Which meant that a K-III civilization would use all of the energy available within an entire galaxy.

When Gray suggested the possibility of a galactic-scale Dyson sphere—and as they accepted the AI’s data—he felt an uneasy stir move through his audience.

Why, the Groth Hoj asked him, should we fear this? This … event lies nearly a billion years in our future. And it could well be our own remote descendents who do this …

The ephemeral is correct, the Adjugredudhran said. Its branching arms gestured sharply. A mere four galactic rotations is a brief space of time for a truly mature civilization.

The being’s use of the word ephemeral almost jolted Gray out of the simulation. How long did the Adjugredudhra live?

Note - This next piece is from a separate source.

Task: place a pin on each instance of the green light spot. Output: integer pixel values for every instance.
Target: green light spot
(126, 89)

And that question raised another. Presumably, they possessed long life spans—possibly even functional immortality—because they’d learned how to manipulate their own genome. But genetics was one of the proscribed technologies—the “G” in “GRIN,” knowledge that could lead to the Tech Singularity. Supposedly, the Adjugredudhra, like the rest of the Sh’daar, were doing everything in their power to avoid another one.

Were all of the members of the Sh’daar Collective hypocrites on such an astronomical scale?

That thought disturbed him even as he answered their question. “Eight hundred seventy-six million years is more like three galactic rotations, not four,” Gray said. “A mere instant!” He meant the statement as a joke, but sensed a kind of impact, an increasing sense of unease, among the alien listeners. Maybe they did casually think on a scale of hundreds of millions of years. “And in my time, my epoch, we might be seeing the first arrival of the galactic Dyson sphere makers. We believe them to be the Rosette Aliens.”

At Gray’s mental signal, Konstantin-2 loaded another set of images into the collective, virtual consciousness—images originally returned to Earth from the heart of the Omega Centauri star cluster. “A lot of ephemeral lives were lost,” he said, “getting this information.”

Konstantin was showing the gathered beings images collected by America, and by various survey ships and probes sent into the cluster’s heart. The six black holes the Council were seeing—cosmologists were now certain—were the far-future embers of the Six Suns of the remote past.

The beings gathered about the virtual circle stared up, with wildly different sensory organs, into utter strangeness. Not all of them had eyes … but the imagery had been made available in a wide range of formats.

The Six Suns all were hot, young stars, each some forty times the mass of Earth’s sun. Such large stars were profligate and short-lived. They burned through their stores of nuclear fuel in just tens of millions of years before ending their relatively brief lives as Type II supernovae and collapsing into black holes. The various star-faring beings around him had to know what these images implied, but he said it aloud anyway.